The ZnS (Ag) scintillation detector is relatively durable and inexpensive, and hence, is most extensively used for the radiation control of α-rays in nuclear facilities and the like. The ZnS (Ag) scintillator is a crystal (powder) with a trace of Ag as an activator added to ZnS, and emits scintillator light when excited by α-rays (see, for example, “Nuclear Energy Handbook (new edition)”, 3.4 Measurement of Radioactive Rays, p. 73 to 78, published on Mar. 30, 1989, by Ohm-sha). The conventional detector measures the radioactivity of α-ray emitting nuclides contained in an object to be measured merely by counting pulse signals which are obtained by amplifying the scintillator light.

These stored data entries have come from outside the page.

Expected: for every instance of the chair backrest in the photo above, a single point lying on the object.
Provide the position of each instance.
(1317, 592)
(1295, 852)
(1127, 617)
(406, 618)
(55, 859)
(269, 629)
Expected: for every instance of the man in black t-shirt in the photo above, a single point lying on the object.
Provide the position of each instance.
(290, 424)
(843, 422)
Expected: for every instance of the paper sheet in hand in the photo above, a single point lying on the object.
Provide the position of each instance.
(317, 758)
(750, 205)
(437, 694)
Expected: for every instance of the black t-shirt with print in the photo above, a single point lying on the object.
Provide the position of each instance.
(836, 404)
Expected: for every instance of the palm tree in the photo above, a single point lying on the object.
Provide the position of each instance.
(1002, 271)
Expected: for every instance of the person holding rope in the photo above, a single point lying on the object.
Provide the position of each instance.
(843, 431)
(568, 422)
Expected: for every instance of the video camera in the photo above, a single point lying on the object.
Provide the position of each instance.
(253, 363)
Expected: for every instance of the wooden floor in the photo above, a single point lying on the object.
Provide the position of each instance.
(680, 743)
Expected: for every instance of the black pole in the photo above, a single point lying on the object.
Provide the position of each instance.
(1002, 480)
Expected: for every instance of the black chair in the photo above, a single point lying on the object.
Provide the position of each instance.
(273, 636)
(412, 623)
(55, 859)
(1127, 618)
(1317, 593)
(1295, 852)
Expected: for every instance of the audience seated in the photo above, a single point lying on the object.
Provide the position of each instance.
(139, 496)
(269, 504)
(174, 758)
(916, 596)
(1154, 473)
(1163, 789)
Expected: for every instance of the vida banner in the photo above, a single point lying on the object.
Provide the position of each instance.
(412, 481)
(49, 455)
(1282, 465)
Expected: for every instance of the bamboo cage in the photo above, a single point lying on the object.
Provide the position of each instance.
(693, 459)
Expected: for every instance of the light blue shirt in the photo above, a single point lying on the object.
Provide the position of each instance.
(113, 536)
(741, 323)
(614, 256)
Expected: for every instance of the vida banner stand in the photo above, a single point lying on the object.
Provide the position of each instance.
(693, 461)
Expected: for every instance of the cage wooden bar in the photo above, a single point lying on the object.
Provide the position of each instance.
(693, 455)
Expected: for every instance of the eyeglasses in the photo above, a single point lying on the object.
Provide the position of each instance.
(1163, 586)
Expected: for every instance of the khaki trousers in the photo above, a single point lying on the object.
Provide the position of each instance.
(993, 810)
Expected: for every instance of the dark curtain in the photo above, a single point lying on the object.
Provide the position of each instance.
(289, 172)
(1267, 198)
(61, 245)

The above described ZnS (Ag) scintillation detector has a problem that the counting is affected by α-rays from natural radioactive nuclides (progenies of radon) in a period that static electricity is easily generated, and in an ill-ventilated place. This is because the conventional ZnS (Ag) scintillation detector is not provided with a pulse height discrimination function, and hence, is unable to discriminate between α-rays from a radioactive material to be detected and α-rays from progenies of radon, whereby the conventional ZnS (Ag) scintillation detector counts all the α-rays.
In order to properly perform the contamination control in nuclear facilities and the like, it is necessary to eliminate the effect of natural radioactive nuclides as much as possible, and to perform the counting of α-rays only from the radioactive material to be detected. However, this is difficult to be effected in the conventional ZnS (Ag) scintillation detector without the pulse height discrimination function.